Paul Krugman, Greg Mankiw, Nouriel Rubini, and most credible observers of the banking crisis on all sides of the political spectrum agree that the federal responses under both Hank Paulson and Tim Geithner have not and will not work. There is emerging consensus that the only realistic solution to the credit crisis is to do what current banking law actually requires – have regulators take over insolvent banks, break them up and sell off whatever of value may be left.
Yes, in the case of some of the largest of the insolvent institutions, this responsible solution will have severe implications for all the worldwide counterparties to all the complex financial shenanigans that the big banks have engaged in for the last decade or so.
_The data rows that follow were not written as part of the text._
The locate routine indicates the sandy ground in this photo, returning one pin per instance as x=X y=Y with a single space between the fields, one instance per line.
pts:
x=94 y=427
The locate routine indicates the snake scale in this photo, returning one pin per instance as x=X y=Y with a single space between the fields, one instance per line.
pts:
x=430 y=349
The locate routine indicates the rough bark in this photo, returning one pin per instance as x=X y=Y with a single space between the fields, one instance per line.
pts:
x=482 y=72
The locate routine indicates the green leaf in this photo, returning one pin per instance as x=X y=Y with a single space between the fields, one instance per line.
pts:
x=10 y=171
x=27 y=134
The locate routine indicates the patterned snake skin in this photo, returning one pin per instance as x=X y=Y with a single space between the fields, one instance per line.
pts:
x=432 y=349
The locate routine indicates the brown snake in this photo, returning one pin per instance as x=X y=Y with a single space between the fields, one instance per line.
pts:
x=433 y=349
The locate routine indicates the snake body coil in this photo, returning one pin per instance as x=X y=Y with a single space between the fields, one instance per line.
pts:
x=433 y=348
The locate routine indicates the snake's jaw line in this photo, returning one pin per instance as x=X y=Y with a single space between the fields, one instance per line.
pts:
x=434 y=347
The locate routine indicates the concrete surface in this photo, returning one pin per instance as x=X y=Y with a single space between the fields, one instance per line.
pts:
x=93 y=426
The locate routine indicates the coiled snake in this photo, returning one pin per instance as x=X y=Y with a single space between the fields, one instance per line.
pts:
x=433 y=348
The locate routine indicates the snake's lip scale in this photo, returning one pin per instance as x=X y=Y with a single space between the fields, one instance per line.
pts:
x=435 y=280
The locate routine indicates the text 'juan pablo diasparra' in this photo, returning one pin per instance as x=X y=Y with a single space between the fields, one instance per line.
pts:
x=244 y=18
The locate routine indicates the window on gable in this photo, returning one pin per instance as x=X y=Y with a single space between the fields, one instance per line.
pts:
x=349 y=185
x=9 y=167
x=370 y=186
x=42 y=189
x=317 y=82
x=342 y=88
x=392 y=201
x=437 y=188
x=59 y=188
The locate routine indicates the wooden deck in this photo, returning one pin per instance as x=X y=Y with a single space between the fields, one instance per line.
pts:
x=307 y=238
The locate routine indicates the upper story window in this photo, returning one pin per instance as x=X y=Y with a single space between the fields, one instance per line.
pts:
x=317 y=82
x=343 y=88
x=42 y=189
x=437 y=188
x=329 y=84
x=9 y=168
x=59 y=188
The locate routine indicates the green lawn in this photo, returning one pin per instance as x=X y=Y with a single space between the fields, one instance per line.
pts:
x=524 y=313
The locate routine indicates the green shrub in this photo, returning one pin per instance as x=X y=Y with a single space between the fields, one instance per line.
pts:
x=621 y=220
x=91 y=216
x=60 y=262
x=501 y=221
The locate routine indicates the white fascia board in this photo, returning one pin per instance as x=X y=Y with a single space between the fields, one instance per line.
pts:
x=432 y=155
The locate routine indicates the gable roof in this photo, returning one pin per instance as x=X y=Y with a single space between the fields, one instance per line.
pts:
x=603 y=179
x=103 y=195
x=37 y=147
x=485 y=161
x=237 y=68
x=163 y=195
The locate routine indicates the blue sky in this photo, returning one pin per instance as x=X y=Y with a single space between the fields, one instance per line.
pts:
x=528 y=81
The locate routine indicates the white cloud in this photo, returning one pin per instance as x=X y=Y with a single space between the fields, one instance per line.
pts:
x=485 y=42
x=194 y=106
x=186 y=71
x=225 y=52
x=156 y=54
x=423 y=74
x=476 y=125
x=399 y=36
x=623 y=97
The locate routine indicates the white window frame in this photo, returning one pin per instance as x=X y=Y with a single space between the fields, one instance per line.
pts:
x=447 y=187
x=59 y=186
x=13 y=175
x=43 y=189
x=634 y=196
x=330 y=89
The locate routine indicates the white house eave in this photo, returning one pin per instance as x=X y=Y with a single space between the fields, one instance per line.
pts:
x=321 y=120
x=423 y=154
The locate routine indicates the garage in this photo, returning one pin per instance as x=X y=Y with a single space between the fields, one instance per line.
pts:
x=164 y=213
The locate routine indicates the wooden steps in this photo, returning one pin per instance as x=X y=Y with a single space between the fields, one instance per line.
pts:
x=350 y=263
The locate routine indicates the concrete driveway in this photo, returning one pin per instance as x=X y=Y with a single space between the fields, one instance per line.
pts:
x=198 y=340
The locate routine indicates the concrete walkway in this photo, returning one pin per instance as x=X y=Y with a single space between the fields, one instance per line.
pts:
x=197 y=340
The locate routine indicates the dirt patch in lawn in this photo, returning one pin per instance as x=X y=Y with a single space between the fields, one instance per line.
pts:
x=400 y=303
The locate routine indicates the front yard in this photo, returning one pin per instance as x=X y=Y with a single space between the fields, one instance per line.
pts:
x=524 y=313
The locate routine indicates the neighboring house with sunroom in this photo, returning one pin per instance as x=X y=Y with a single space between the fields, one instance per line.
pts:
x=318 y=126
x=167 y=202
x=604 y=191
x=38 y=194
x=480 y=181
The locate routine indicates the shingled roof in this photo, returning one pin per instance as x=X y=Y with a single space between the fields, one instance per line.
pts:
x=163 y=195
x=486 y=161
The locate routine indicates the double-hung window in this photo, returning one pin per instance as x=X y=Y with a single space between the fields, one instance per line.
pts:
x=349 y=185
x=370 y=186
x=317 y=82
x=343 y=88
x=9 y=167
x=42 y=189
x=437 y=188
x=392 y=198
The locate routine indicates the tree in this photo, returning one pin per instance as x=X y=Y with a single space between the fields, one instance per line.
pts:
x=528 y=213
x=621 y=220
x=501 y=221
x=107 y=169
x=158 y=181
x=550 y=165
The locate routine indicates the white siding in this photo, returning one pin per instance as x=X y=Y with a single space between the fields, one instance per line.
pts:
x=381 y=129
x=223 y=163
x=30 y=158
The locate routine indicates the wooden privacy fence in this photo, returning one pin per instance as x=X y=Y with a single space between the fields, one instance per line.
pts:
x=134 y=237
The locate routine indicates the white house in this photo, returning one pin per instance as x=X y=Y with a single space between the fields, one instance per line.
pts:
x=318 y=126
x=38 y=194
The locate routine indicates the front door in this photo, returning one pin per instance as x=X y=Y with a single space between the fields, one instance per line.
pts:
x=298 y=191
And yes, it will likely cause things to get worse and more complicated economically for a while, before they get better. Unfortunately, it is becoming obvious that postponing the inevitable only postpones the pain and makes the current recession longer and deeper. It will be better to just get it over with.
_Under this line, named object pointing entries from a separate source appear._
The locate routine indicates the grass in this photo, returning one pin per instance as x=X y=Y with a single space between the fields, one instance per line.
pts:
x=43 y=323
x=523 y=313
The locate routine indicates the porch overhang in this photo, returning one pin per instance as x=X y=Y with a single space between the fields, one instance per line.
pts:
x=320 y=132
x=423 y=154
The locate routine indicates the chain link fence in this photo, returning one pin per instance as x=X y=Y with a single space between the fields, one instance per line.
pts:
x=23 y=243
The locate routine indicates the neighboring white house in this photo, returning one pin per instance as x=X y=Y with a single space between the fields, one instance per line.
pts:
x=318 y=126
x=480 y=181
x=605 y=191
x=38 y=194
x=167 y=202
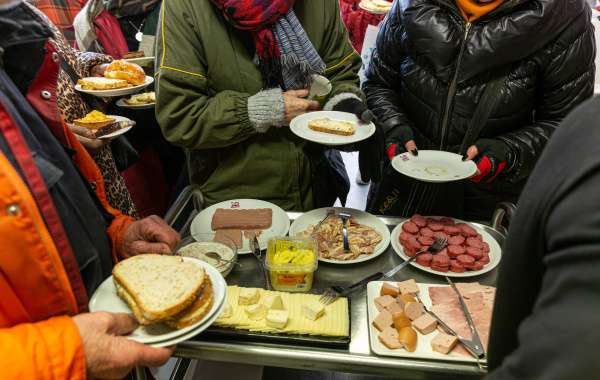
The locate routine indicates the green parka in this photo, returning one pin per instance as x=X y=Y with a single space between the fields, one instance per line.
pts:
x=205 y=75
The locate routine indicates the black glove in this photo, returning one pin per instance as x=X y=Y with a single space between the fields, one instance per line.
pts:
x=492 y=159
x=370 y=151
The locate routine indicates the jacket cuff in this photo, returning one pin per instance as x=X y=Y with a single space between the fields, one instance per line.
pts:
x=266 y=109
x=334 y=101
x=87 y=60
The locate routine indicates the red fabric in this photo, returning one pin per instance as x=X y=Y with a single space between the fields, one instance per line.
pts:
x=46 y=80
x=256 y=16
x=110 y=35
x=356 y=21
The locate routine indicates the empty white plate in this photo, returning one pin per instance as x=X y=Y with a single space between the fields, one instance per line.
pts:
x=434 y=166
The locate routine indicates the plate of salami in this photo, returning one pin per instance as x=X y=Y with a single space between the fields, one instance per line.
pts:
x=471 y=251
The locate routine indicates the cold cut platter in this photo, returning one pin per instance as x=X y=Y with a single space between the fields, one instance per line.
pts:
x=471 y=251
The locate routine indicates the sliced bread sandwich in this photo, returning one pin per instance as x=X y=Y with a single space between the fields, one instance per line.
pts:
x=158 y=287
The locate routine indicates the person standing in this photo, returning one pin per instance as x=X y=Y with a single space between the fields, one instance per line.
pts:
x=427 y=82
x=233 y=74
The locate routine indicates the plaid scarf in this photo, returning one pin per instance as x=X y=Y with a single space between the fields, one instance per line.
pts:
x=282 y=46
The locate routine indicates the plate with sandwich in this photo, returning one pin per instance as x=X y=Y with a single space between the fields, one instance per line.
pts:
x=96 y=125
x=331 y=128
x=144 y=100
x=120 y=78
x=173 y=298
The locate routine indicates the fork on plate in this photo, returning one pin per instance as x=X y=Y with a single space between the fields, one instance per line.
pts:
x=333 y=293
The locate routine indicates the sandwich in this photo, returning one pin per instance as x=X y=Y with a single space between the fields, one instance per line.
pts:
x=164 y=289
x=335 y=127
x=130 y=72
x=143 y=98
x=99 y=83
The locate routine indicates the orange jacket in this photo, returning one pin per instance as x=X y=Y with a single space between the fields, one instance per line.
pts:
x=38 y=339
But all the top government officials deciding these matters, from both the Obama and Bush administrations, seem to be making their decisions not based on either law or rational economics, but rather on personal ego. Having all made their careers in giant consolidations of the Wall Street finance environment, the idea of Citibank, Bank of America and other venerable giants going down on their watch is truly abhorrent to these regulators. Having thrived in the environment where the “efficiencies” of global finance were seemingly obvious, it is hard for them to move from that now clearly failed paradigm to the reality very obvious to most of us: Those institutions have grown to have a very negative net impact on the real economy, on our financial system and on our political culture. They are not “too big to fail”. In fact, they are far too big to exist.
Like a woodcutter who views every problem from the perspective of how it can be solved with his ax, or an excavation contractor who brings in heavy equipment to address challenges better solved with hand tools, the folks holding the levers of our economic policy seem to view the large banks as the only meaningful tool in their tool box.
So, rather than implementing the solutions that federal banking regulations really require at this point, they raise the scary rhetorical specter of “nationalization”, while pouring hundreds of billions of tax payers dollars into propping up insolvent financial institutions with the worst possible solution, putting all the risk on tax payers while leaving any possible benefits remaining in those failed institutions in the private hands of the folks who got them into the mess that they are in.
An interesting Gallop poll on bank takeover finds that depending on whether or not scary sounding rhetoric like “nationalization” is used, public opinion swings from majority opposed to a majority in favor of responsible federal action on the banking crisis.
Mr. Geithner, Mr. Bernake and President Obama really have to accept the inevitable, step up to the plate and do what needs to be done. With Citibank now trading in penny stock territory, the charade that these failed institutions have a beneficial role to play in our future is over.